Convert bs4 Tags into Json
Project description
bs2json
A lightweight Python library that converts BeautifulSoup4 HTML elements into structured JSON. Parse any HTML and get clean, traversable dictionaries — with full control over element ordering, comments, whitespace, and label naming.
Installation
pip install -U bs2json
Requirements: Python 3.8+ | Only dependency: beautifulsoup4
Quick Start
from bs2json import BS2Json
html = """
<html>
<head><title>My Page</title></head>
<body>
<h1>Welcome</h1>
<p class="intro">Hello <b>world</b></p>
<a href="/link1">Link 1</a>
<a href="/link2">Link 2</a>
</body>
</html>
"""
converter = BS2Json(html)
result = converter.convert()
converter.prettify()
Output:
{'html': {'head': {'title': 'My Page'},
'body': {'h1': 'Welcome',
'p': {'attrs': {'class': ['intro']},
'text': 'Hello',
'b': 'world'},
'a': [{'attrs': {'href': '/link1'}, 'text': 'Link 1'},
{'attrs': {'href': '/link2'}, 'text': 'Link 2'}]}}}
Features
Convert Specific Tags
converter = BS2Json(html)
# By tag name
converter.convert('body')
# {'body': {'h1': 'Welcome', 'p': {...}, 'a': [...]}}
# By CSS class
converter.convert(class_='intro')
# {'p': {'attrs': {'class': ['intro']}, 'text': 'Hello', 'b': 'world'}}
# By id or any bs4 find() argument
converter.convert('a', href='/link1')
# {'a': {'attrs': {'href': '/link1'}, 'text': 'Link 1'}}
Convert Multiple Tags
converter = BS2Json(html)
# As a list of individual results
converter.convert_all('a')
# [{'a': {'attrs': {'href': '/link1'}, 'text': 'Link 1'}},
# {'a': {'attrs': {'href': '/link2'}, 'text': 'Link 2'}}]

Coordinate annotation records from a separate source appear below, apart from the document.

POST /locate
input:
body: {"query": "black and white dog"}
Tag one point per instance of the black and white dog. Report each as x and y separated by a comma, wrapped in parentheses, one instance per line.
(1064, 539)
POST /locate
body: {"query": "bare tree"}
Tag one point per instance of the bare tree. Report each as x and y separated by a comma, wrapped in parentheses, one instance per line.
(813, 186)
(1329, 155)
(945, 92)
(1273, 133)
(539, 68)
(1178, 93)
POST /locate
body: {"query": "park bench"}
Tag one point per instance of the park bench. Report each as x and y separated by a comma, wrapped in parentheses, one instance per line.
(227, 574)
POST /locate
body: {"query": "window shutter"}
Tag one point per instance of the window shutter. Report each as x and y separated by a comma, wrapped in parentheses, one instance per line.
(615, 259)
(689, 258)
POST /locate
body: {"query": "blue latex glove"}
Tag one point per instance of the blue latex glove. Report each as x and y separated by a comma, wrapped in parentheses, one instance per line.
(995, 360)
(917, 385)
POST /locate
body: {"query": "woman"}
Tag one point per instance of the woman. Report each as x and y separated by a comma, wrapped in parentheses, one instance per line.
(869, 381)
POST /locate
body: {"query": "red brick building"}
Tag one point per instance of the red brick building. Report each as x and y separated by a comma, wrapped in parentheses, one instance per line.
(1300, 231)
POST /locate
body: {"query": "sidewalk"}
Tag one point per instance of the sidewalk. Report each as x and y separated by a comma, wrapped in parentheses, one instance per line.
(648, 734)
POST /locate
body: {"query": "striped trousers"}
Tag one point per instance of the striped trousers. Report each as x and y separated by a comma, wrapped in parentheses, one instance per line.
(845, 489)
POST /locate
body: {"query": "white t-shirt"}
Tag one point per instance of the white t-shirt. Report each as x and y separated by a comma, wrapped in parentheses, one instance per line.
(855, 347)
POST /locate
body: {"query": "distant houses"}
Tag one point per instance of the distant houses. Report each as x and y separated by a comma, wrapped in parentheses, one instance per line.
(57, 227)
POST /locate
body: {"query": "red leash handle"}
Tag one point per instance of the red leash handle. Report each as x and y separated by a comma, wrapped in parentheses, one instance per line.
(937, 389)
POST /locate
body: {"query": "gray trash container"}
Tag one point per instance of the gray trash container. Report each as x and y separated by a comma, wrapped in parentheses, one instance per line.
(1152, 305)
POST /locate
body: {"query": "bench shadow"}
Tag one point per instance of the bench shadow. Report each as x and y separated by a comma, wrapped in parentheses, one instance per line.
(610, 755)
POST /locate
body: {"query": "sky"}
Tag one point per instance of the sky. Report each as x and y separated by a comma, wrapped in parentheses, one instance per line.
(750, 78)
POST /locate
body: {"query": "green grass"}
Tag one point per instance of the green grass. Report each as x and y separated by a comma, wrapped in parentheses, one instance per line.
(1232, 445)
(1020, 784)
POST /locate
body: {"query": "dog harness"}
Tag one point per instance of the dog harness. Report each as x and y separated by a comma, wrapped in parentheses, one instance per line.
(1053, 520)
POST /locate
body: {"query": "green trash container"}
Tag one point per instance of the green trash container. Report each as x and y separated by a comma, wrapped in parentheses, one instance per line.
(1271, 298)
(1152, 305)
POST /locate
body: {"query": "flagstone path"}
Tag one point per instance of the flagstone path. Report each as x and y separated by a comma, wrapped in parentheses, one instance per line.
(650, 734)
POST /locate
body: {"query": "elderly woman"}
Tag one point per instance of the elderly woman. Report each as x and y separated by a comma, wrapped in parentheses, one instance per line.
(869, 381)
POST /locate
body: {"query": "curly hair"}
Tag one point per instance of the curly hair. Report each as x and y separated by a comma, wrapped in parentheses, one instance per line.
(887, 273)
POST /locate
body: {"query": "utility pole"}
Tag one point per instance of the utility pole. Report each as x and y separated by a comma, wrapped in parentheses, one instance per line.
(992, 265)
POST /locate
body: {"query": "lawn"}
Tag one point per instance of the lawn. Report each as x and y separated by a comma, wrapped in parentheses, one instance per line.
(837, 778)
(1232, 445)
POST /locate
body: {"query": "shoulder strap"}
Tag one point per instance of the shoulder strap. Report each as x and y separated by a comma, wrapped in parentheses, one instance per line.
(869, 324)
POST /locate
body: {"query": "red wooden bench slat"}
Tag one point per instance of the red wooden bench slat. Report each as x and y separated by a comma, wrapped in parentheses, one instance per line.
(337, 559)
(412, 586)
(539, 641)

# Grouped by tag name into a single dict
converter.convert_all('a', join=True)
# [{'a': [{'attrs': {'href': '/link1'}, 'text': 'Link 1'},
# {'attrs': {'href': '/link2'}, 'text': 'Link 2'}]}]
Preserve Element Order
By default, sibling elements with the same tag are grouped together. Use keep_order=True to preserve the original document order — useful when the sequence of elements matters:
html = '<html><body><h3>First</h3><p>Text</p><h3>Second</h3></body></html>'
# Default: groups by tag name
BS2Json(html).convert()
# {'html': {'body': {'h3': ['First', 'Second'], 'p': 'Text'}}}
# Ordered: preserves document order
BS2Json(html, keep_order=True).convert()
# {'html': [{'body': [{'h3': 'First'}, {'p': 'Text'}, {'h3': 'Second'}]}]}
Control Comments and Whitespace
comment_html = '<html><body><!-- TODO: fix --><p> hello </p></body></html>'
# Include comments (default)
BS2Json(comment_html).convert()
# {'html': {'body': {'comment': '<!-- TODO: fix -->', 'p': 'hello'}}}
# Exclude comments
BS2Json(comment_html, include_comments=False).convert()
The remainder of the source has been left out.